More specifically, the range determination unit 105-2 determines C_minand C_max, for example, by the following procedure.

- (S1) Using bootstrap sampling, a plurality of subsets of the same number of pieces of data are sampled for each category.
- (S2) An average value of objective variables of data included in each subset for each category is calculated.
- (S3) When the standard deviation of the average value of the objective variable in each subset is smaller than the threshold THA, and the number of pieces of data of the category is smaller than the current C_max, the number of pieces of data of the category is updated to C_max.
- (S4) When the standard deviation of the average value of the objective variable in each subset is larger than the threshold THB, and the number of pieces of data of the category is larger than the current C_min, the number of pieces of data of the category is updated to C_min.
- (S5) S3 and S4 are repeatedly performed for all categories.

In the above example, the average value is used as the statistical value, but the statistical value is not limited thereto, and for example, another index such as a median value may be used. In addition, the index indicating the variation is not limited to the standard deviation, and another index such as dispersion may be used.

FIG. 5 is a diagram illustrating an outline of a procedure for determining C_minand C_maxas described above.
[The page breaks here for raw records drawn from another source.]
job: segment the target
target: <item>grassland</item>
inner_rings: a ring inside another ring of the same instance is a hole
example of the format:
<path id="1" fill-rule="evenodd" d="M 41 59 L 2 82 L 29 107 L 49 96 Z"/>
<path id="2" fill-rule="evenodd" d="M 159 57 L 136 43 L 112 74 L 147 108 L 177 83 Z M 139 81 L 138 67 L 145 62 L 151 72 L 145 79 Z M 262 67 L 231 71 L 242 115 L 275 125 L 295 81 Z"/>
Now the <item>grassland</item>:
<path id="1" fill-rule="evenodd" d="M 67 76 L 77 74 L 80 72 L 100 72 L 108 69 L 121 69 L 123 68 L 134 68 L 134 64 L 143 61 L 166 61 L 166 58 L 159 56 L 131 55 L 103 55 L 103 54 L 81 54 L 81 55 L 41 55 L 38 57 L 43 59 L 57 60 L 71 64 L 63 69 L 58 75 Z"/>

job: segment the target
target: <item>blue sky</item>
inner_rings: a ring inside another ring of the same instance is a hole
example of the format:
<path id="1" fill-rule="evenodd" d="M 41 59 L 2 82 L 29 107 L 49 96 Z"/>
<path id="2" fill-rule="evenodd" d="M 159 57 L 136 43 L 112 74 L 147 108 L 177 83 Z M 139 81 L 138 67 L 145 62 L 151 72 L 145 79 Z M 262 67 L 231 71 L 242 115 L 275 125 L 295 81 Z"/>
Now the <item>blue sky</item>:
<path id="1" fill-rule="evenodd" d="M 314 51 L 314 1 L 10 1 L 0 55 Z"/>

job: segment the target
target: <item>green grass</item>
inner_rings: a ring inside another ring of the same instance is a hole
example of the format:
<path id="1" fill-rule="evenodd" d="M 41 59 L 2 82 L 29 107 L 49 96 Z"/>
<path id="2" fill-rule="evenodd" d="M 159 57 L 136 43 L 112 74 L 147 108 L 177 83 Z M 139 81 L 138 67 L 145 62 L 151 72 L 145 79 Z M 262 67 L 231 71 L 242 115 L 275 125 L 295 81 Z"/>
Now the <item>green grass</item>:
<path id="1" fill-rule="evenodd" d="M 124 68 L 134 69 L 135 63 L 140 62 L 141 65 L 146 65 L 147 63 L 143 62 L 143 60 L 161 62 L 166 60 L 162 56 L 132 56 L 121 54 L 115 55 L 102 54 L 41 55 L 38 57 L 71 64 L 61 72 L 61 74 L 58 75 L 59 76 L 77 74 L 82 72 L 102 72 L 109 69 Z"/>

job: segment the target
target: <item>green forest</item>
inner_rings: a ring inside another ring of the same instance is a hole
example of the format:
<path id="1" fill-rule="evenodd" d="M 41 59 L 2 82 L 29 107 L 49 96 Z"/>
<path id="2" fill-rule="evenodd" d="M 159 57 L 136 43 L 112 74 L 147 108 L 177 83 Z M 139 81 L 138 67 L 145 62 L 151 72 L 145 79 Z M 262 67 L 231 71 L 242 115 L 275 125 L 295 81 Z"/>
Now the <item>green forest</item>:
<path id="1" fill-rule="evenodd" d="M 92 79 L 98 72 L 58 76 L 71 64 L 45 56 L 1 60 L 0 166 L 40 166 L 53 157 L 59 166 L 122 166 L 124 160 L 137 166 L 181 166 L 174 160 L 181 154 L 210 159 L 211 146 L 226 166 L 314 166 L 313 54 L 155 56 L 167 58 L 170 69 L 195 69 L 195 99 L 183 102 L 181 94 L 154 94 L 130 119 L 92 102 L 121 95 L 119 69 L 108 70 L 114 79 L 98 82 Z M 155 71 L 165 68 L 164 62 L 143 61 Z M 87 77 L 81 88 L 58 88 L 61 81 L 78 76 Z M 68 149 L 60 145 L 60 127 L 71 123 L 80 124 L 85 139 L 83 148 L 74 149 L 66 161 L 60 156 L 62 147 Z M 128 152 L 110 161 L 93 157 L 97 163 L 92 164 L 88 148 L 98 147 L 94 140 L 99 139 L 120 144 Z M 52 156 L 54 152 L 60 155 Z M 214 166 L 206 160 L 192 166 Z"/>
It can be interpreted that the above procedure is intended to determine C_minand C_maxso that the following conditions are satisfied in all categories.

- Condition: When the number of pieces of data is equal to or greater than C_max, the estimation is stable, and thus the magnitude of the number of pieces of data is not distinguished when the number of pieces of data is equal to or greater than C_max.
- Condition: When the number of pieces of data is equal to or less than C_min, the estimation is unstable, and thus the magnitude of the number of pieces of data is not distinguished when the number of pieces of data is equal to or less than C_min.

As illustrated in FIG. 5, the larger the value of the standard deviation is, the more unstable the estimation is. However, the smaller the value of the number of pieces of data is, the more unstable the estimation is.

The above-described S3 satisfies the criterion that the standard deviation is smaller than the threshold THA and corresponds to a search using the minimum number of pieces of data as the upper limit value C_max. In this manner, it is assumed that C_maxis not obtained, and for example, the value of the number of pieces of data 504 of category 4 is determined as C_max. In this case, there may be a situation in which the number of pieces of data 503 of category 3 is not cut off, even though the estimation is stable.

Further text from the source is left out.